Yes, seriously. There's a lot of humour in this scene which I appreciate, not the least that the Duke uses the "bored" chathead emote, though it does somewhat beg the question of why he's going along with it when he knows its a stupid reason for war. But nevermind, we've been given our next task: find the missing silverware! Sigmund is the next obvious person to talk to, and he proceeds to throw subtlety out the window by acting like a Saturday morning cartoon villain:
So he obviously knows more than he's letting on, and oh look he has a right-click "Pickpocket" option. I can see where this is going, though contrary to my expectations I pickpocket a key rather than the missing silverware (though that probably shouldn't surprise me; that would be pretty foolish of Sigmund). The key fits the chest in the room next to the Duke's, and while I don't adore that nothing points you in that direction (for example, by telling you that it's Sigmund's room), it's conspicuous enough that it could reasonably be guessed so I'm not that upset. Inside the chest, surprise surprise, are a set of HAM robes, which is a clue that hasn't aged terribly well.

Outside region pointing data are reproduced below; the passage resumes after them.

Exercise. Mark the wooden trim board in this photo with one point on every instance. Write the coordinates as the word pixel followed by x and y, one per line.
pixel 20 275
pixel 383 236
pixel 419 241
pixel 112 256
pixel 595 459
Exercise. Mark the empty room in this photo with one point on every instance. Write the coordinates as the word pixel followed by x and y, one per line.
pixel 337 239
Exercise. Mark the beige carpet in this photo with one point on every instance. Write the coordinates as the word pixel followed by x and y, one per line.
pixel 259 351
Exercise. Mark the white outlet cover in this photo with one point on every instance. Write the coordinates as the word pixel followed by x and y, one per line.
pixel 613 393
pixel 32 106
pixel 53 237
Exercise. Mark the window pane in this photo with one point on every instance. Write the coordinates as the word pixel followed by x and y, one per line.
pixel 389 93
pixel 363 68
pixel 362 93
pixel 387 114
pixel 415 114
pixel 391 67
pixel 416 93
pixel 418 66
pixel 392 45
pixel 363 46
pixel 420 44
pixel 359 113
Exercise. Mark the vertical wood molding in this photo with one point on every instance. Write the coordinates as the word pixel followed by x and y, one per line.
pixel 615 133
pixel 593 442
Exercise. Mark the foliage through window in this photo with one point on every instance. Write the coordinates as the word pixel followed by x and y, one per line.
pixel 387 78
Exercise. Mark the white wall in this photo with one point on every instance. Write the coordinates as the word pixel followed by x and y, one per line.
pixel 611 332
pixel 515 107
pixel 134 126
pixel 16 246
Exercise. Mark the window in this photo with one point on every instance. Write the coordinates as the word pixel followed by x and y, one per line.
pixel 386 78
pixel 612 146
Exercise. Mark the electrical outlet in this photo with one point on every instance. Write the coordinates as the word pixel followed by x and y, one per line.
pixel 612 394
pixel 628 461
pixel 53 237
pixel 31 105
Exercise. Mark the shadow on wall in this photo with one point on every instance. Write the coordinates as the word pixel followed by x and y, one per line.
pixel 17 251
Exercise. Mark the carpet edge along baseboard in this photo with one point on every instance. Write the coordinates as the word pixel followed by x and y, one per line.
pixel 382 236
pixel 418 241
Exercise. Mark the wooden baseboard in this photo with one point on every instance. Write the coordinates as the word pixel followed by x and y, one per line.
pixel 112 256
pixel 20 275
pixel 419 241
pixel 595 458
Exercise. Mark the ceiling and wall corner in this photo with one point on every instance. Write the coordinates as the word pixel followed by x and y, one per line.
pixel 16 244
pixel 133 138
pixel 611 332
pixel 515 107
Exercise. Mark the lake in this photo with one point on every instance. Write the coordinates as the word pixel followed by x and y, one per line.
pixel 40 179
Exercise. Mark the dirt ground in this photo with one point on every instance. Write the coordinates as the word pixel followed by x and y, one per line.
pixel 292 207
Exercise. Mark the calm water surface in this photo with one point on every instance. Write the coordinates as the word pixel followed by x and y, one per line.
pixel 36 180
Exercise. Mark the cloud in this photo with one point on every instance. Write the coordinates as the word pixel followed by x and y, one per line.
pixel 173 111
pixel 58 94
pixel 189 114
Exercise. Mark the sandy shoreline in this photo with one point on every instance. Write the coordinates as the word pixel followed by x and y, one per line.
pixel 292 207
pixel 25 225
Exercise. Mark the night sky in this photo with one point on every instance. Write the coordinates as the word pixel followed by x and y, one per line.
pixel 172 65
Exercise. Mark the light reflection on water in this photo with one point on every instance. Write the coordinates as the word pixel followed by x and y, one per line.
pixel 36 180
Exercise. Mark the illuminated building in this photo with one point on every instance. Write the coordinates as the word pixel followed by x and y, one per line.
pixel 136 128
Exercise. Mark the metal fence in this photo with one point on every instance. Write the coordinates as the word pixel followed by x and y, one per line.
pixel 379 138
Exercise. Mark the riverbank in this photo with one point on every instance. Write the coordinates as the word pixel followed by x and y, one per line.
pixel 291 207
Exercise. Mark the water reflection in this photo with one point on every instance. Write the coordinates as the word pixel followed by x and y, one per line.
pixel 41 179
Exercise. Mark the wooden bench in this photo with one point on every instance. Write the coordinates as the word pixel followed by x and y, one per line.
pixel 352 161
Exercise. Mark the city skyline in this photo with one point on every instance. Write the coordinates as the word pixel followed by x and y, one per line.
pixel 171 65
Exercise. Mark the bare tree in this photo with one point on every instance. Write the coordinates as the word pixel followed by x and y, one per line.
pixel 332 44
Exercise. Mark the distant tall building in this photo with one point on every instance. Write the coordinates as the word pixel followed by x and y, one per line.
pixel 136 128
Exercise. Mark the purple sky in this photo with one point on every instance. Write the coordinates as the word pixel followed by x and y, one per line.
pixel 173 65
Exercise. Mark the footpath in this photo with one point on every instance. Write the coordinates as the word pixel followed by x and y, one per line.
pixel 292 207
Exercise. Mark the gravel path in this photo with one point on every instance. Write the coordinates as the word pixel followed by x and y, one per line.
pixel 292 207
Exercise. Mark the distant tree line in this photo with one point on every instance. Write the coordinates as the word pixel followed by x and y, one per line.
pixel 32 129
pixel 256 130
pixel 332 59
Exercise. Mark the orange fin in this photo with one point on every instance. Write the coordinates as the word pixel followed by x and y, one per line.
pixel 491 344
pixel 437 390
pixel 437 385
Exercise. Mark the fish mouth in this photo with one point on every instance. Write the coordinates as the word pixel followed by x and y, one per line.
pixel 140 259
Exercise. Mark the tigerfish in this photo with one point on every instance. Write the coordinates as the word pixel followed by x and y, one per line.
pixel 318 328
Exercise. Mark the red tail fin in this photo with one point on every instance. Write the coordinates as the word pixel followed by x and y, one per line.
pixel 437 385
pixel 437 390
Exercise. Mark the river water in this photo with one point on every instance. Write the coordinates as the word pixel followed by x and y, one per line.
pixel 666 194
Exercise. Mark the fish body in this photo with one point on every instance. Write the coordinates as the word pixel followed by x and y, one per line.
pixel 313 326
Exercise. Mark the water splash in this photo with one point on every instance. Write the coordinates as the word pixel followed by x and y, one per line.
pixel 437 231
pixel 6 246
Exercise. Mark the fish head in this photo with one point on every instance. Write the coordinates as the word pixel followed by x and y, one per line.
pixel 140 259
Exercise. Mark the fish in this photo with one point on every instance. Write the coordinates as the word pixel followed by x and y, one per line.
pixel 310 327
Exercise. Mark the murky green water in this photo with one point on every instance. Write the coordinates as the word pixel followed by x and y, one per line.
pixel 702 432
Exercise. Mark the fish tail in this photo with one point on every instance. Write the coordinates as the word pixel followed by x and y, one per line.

To be clear, I like the clue conceptually: we have reasonable suspicion at this point that Sigmund stole the silverware, and confirming his affiliation with HAM suggests that he's stashed it at the HAM headquarters. The problem is that, in 2021, it's very non-obvious where HAM headquarters actually is. It used to be a shack to the west of Lumbridge, with HAM members milling about openly. It still wasn't signposted in the quest itself, but it was an obvious part of the scenery that a player could reasonably be expected to be familiar with it, especially in an Intermediate quest. As of the Battle of Lumbridge, however, the hideout is now behind a completely nondescript pile of rubble a fair distance from the castle. Nothing about the entrance leads one to believe that there's anything to be found inside, and certainly nothing to connect it to HAM. I suppose an inquisitive player might have picked the lock and discovered the HAM hideout within, but it feels a lot less reasonable to me. This isn't really the fault of the quest, which couldn't possibly have foreseen the Battke of Lumbridge being a thing, but it does grate a little bit.
Anyway, once I've found the silverware it's all over bar the shouting: the Duke agrees to a peace treaty, and there's a big signing ceremony with Ur-Tag, and Sigmund lurking in the shadows like a good villain:
Which is an obvious sequel hook if ever I saw one, something I appreciate. Quest complete!
This quest has aged pretty well, actually. Good narrative choices and excellent puzzle design. It's not a perfect quest, but it's definitely a strong example of what Runescape can do. I'm looking forward to continuing this series!